Congressional Republicans, with the help of the Bush administration, have begun an ill-advised campaign to make permanent the Patriot Act, which provided sweeping antiterrorism powers to federal law enforcement agents in the wake of Sept. 11, 2001. Important for a time and temporary in nature, the Act was intended to give the government necessary authority to monitor terrorist suspects. But for the last two years, it has also caused especially serious problems for international students and scholars trying to continue study at universities around the country, including Yale. We hope students and administrators will speak out against the proposal to continue these powers indefinitely and will influence other colleges to do the same.

The heightened security procedures include stringent new guidelines for screening student visas, yielding two million fewer visas in the last year than in the year before. Three incoming Yale freshmen and a handful of returning undergraduates missed the start of school in September, and a Hartford Courant study conducted earlier this year found hundreds of student scientists, including some from Yale, stuck in a “visa jam” that has brought many medical research projects in particular to an effective halt.

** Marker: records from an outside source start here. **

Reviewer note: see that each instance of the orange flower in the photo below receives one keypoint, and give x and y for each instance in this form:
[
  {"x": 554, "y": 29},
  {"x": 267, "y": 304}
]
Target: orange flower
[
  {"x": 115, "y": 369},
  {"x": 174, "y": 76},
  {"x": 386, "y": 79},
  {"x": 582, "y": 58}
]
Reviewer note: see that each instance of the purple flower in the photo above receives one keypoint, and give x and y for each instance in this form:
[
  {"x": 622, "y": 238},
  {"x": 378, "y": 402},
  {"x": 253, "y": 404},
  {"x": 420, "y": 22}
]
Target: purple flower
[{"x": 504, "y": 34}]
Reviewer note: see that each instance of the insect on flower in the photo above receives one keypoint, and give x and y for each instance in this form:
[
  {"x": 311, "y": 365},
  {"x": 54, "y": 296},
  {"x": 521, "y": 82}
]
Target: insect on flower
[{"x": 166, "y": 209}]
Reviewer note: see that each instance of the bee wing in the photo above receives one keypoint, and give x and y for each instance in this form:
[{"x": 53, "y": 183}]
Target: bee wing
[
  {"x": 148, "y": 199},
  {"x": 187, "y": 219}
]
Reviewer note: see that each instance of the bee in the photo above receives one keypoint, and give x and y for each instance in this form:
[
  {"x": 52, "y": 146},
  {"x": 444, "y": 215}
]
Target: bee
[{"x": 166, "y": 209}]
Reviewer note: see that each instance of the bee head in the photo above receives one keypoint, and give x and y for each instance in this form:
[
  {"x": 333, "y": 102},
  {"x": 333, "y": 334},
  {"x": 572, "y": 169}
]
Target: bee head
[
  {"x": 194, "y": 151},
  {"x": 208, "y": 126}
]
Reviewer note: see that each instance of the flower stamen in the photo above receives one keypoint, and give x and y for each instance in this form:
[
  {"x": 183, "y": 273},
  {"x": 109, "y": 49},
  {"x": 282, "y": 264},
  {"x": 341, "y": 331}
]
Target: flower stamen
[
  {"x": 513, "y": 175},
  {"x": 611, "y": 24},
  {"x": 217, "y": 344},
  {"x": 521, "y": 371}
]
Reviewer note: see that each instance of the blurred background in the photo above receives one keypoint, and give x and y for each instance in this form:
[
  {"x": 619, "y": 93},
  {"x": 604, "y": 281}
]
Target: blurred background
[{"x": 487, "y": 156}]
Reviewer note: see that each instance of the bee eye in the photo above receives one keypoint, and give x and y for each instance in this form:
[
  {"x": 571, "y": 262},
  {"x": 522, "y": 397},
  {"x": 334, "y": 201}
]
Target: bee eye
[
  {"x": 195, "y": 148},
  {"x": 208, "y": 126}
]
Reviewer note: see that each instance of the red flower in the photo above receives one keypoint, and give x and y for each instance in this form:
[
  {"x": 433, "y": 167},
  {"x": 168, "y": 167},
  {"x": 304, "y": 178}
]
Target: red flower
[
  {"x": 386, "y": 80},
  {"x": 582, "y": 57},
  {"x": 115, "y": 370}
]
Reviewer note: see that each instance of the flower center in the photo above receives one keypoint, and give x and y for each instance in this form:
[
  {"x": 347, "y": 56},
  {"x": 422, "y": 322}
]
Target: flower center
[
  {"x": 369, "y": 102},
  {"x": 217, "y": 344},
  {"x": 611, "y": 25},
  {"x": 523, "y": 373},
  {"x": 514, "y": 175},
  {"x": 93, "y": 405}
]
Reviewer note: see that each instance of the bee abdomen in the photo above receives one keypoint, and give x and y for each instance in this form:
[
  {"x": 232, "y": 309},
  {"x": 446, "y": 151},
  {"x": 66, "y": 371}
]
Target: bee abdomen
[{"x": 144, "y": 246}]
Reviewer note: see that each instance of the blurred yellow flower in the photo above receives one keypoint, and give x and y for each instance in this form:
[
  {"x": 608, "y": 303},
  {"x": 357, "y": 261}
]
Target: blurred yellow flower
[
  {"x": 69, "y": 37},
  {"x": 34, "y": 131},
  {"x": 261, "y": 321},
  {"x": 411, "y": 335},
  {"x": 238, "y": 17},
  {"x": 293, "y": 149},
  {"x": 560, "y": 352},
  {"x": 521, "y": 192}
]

We have eased into code yellow this week but, at the urging of Homeland Security Director Tom Ridge, avoided falling into a lower state of alert. We should continue to put as high a premium on national security as the Republican congressmen and senators supporting Utah Sen. Orrin Hatch’s proposal to repeal the Patriot Act’s 2005 expiration date. But the act they support making permanent contains provisions far broader than just preventing terrorism. Under its auspices, law enforcement officials follow unnecessarily vague parameters, and in addition to eavesdropping on potential terrorists, they have forced countless legitimate students and researchers into unnecessary backlogs. There is a limit to the amount of freedom we can ask people to sacrifice in the name of safety, and the Patriot Act exceeds it.

Over the last decade, Yale has seen a dramatic increase in its international population, in part because of considerable administrative efforts to attract foreign students. The number of international scholars has gone up 98 percent since 1993, and last year the undergraduate admissions office began a policy of need-blind admissions for international applicants. Around the same time, University administrators faced growing concerns about a proposal to limit the access of foreign students to some scientific materials. In an interview with the News, Richard Jacobs, Yale’s associate vice president for federal relations, said the last thing the University wanted was “to get into a situation where a student could get admitted into the country and not be able to study whatever they want.”

If efforts to extend the Patriot Act are successful, we might find ourselves in a situation where students cannot even gain admittance to the country, let alone have access to certain materials on Science Hill. After last semester’s Yale Corporation meeting, Pres. Levin said he believes international students should have “the run of the University.” We urge the administration to speak up now to make sure the international students it worked so hard to attract can continue to have full access to all of the University’s resources.